Mentor-Connect Mentee Jay Olsen Speaks at STEM Thought Leaders’ Summit
Jay Olsen, a Mentor-Connect project mentee in 2015, was a featured speaker at the Equity and Inclusion STEM Thought Leaders’ Summit where he shared information about the successful agriculture systems program that Snow College created.
Florence, S.C. (November, 2018) – Jay Olsen, a Mentor-Connect project mentee in 2015, was a featured speaker at the Equity and Inclusion STEM Thought Leaders’ Summit where he shared information about the successful agriculture systems program that Snow College created with its first Advanced Technological Education grant.
“Don’t get discouraged,” was a key message he shared with the 15 teams of instructors and administrators who are from either minority-serving institutions or rural community colleges. The summit was held October 23 and 24 in conjunction with the 2018 ATE Principal Investigators Conference in Washington, D.C. The American Association of Community Colleges received ATE grant support from the National Science Foundation for this pilot project to broaden and increase participation in the ATE program.
During their panel presentation Olsen, Agribusiness and Agriculture director at Snow College in Ephraim, Utah, and H. Scott Halliday, Digital Technology Center coordinator at Navajo Technical University, in Crownpoint, New Mexico, offered practical suggestions for attracting faculty and students to STEM programs at rural colleges.
Snow College, for instance, has used part of its $198.671 ATE grant (#1601397) to hire a recent Snow College graduate as a program “ambassador” who visits Utah high schools and interacts with Future Farmers of America chapters. His efforts have yielded a list of 400 students interested in the program and contact information for teachers throughout the state who are willing to work with the project.
ATE grant funds were also used to purchase equipment and provide release time for Snow College faculty as they developed the curriculum. Courses for the agricultural technology and mechanics AAS degree include traditional agriculture mechanics with instruction in advanced technologies such as those used in the GPS-controlled valves on pivot irrigation systems and drones that help monitor livestock.
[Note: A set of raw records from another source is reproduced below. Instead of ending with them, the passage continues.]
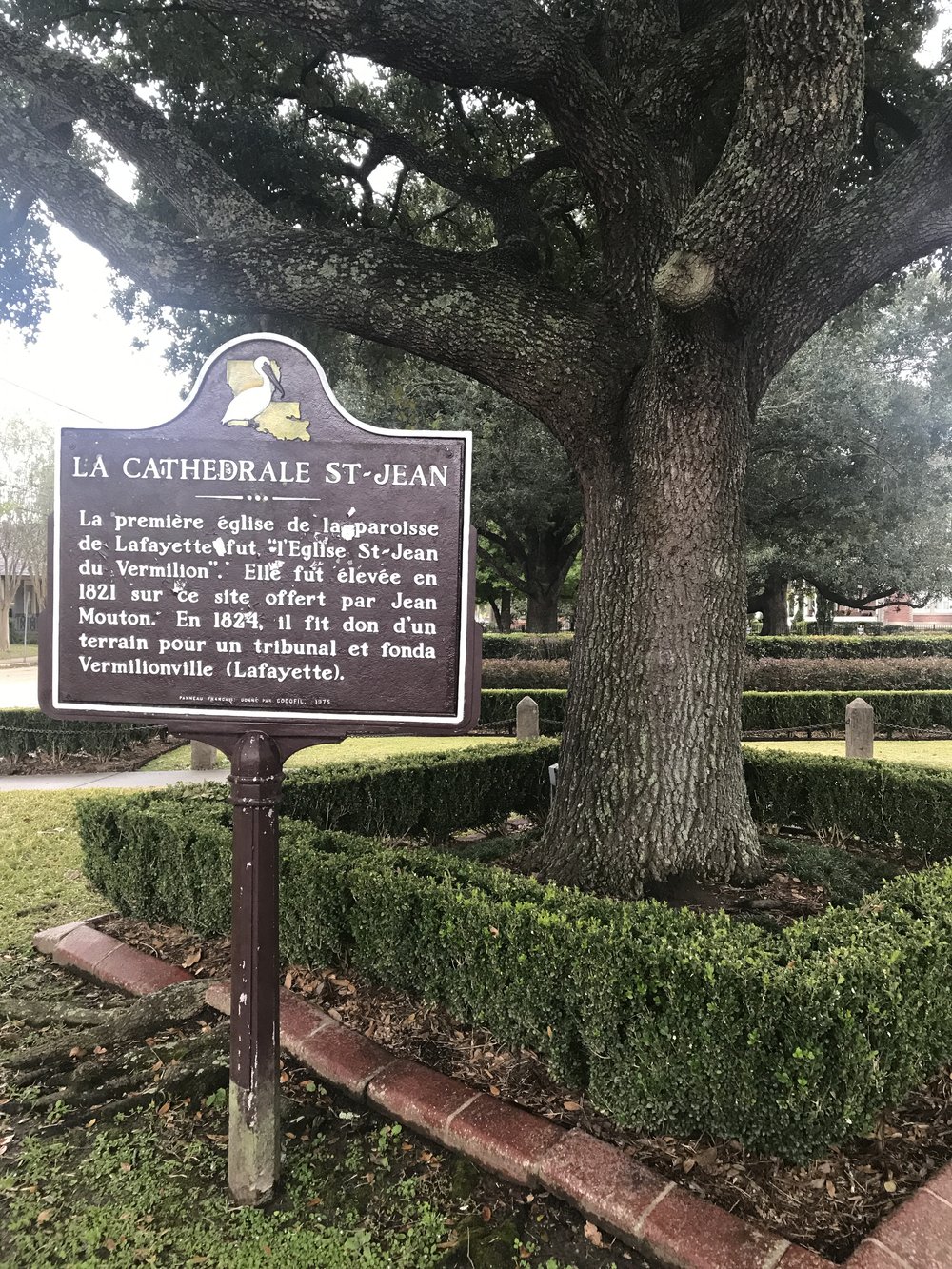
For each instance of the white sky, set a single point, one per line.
(83, 359)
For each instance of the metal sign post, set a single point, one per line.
(254, 1120)
(261, 574)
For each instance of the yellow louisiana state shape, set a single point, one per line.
(281, 419)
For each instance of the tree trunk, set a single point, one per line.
(6, 606)
(543, 612)
(650, 782)
(776, 613)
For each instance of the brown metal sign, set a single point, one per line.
(263, 560)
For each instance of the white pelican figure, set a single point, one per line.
(249, 403)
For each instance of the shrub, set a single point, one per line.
(807, 644)
(817, 646)
(528, 675)
(761, 711)
(672, 1021)
(29, 731)
(528, 647)
(861, 674)
(769, 711)
(764, 674)
(864, 799)
(428, 796)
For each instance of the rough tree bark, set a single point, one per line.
(650, 776)
(710, 256)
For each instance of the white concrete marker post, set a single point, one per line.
(861, 728)
(527, 720)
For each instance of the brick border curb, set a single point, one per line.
(655, 1218)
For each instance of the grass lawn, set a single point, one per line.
(354, 749)
(150, 1188)
(925, 753)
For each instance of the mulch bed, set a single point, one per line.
(828, 1206)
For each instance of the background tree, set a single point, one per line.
(643, 209)
(526, 499)
(26, 502)
(849, 484)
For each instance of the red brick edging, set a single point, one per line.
(657, 1218)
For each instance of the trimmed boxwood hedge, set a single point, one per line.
(849, 644)
(874, 801)
(767, 711)
(670, 1021)
(527, 647)
(761, 711)
(559, 646)
(27, 731)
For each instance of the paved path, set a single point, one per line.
(107, 780)
(18, 688)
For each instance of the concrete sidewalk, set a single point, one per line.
(107, 780)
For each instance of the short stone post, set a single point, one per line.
(527, 720)
(861, 728)
(204, 757)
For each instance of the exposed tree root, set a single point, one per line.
(114, 1027)
(124, 1059)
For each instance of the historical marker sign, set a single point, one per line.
(263, 559)
(261, 572)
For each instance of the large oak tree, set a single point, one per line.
(644, 207)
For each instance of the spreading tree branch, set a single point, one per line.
(438, 305)
(188, 176)
(794, 127)
(503, 45)
(901, 217)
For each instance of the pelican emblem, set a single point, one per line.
(258, 400)
(247, 405)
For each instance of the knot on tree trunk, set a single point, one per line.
(684, 281)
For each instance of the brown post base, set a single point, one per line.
(254, 1120)
(254, 1146)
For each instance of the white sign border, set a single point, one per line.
(466, 597)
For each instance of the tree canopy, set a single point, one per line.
(624, 216)
(849, 484)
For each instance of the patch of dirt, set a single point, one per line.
(829, 1206)
(361, 1170)
(41, 763)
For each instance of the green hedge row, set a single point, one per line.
(527, 647)
(761, 711)
(547, 647)
(878, 803)
(518, 671)
(426, 796)
(830, 674)
(765, 674)
(670, 1021)
(767, 711)
(27, 731)
(849, 644)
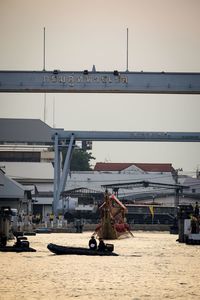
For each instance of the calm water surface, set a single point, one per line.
(150, 266)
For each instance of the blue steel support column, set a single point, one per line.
(56, 171)
(65, 171)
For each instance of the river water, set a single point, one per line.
(150, 265)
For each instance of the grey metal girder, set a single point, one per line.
(99, 82)
(137, 136)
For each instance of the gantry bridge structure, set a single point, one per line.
(100, 82)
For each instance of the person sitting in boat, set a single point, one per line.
(93, 243)
(102, 245)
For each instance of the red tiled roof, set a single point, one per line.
(147, 167)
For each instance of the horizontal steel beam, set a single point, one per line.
(99, 82)
(137, 136)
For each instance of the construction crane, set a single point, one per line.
(85, 81)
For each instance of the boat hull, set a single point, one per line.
(61, 250)
(16, 249)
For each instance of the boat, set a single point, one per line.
(59, 250)
(16, 249)
(21, 245)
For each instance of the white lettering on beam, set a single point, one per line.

Olsen credits questions from Osa Brand, the college’s Mentor-Connect mentor, with helping him and Michael P. Medley, the dean of Business and Applied Technologies, clarify their thinking as they wrote their first ATE grant proposal. Prior to applying for Mentor-Connect they had aligned a revitalization of the agriculture program, which had only a few dozen majors in 2011, with the college’s strategic plan.
Brand’s questions about the region’s hydrology and the economic impact of increasing demand for water from residential and business developments helped them shape the agricultural technology and mechanics degree program. The program prepares technicians with skills they can use for careers with commercial equipment companies and on family farms.
Because the STEM Thought Summit participants have not had ATE grants, Olsen offered this advice:
“Don’t write a grant that creates work for you. Find a grant that does what you’re already doing that will just enhance what you are doing, add to it—take you to the next level. You don’t want to get off on a tangent some place because a grant takes you that way and then you don’t succeed in what you’re currently doing and you don’t succeed with your grant work.
“First thing is surface the idea, talk about it, collaborate with others both on campus as well as off campus … have the courage to ask if somebody will be willing to share what they’ve done.”
Both Olsen and Halliday said clear writing that makes a strong case for one’s ideas is the key to successful grant writing. “Develop your story and learn how to tell it,” Olsen advised.
Mentor-Connect: A Leadership Development and Outreach Initiative for ATE is an initiative of the South Carolina Advanced Technological Education Center of Excellence (SCATE) at Florence-Darlington Technical College (FDTC) designed to actively engage more two-year technical and community colleges in the improvement of technician education. Mentor-Connect works in partnership with the American Association of Community Colleges (AACC) to help STEM faculty teams from participating institutions apply for grant funding from the National Science Foundation Advanced Technological Education Program (NSF ATE). Potential grantees are assisted in developing grant writing skills and leadership skills. Mentoring is used for knowledge transfer. Those with many years of experience with NSF ATE funded projects serve as mentors to those who are new to the program. The project itself is also funded through work supported by the NSF under grant numbers 1501183 & 1840856.
[Leading Photo: Jay Olsen on right]
Jay Olsen, right, listens while H. Scott Halliday makes a point during their panel discussion at the Equity and Inclusion STEM Thought Leaders’ Summit. Olsen, a 2015 Mentor-Connect mentee, is Agribusiness and Agriculture director at Snow College in Ephraim, Utah; Halliday is coordinator of the Digital Technology Center at Navajo Technical University in Crownpoint, New Mexico.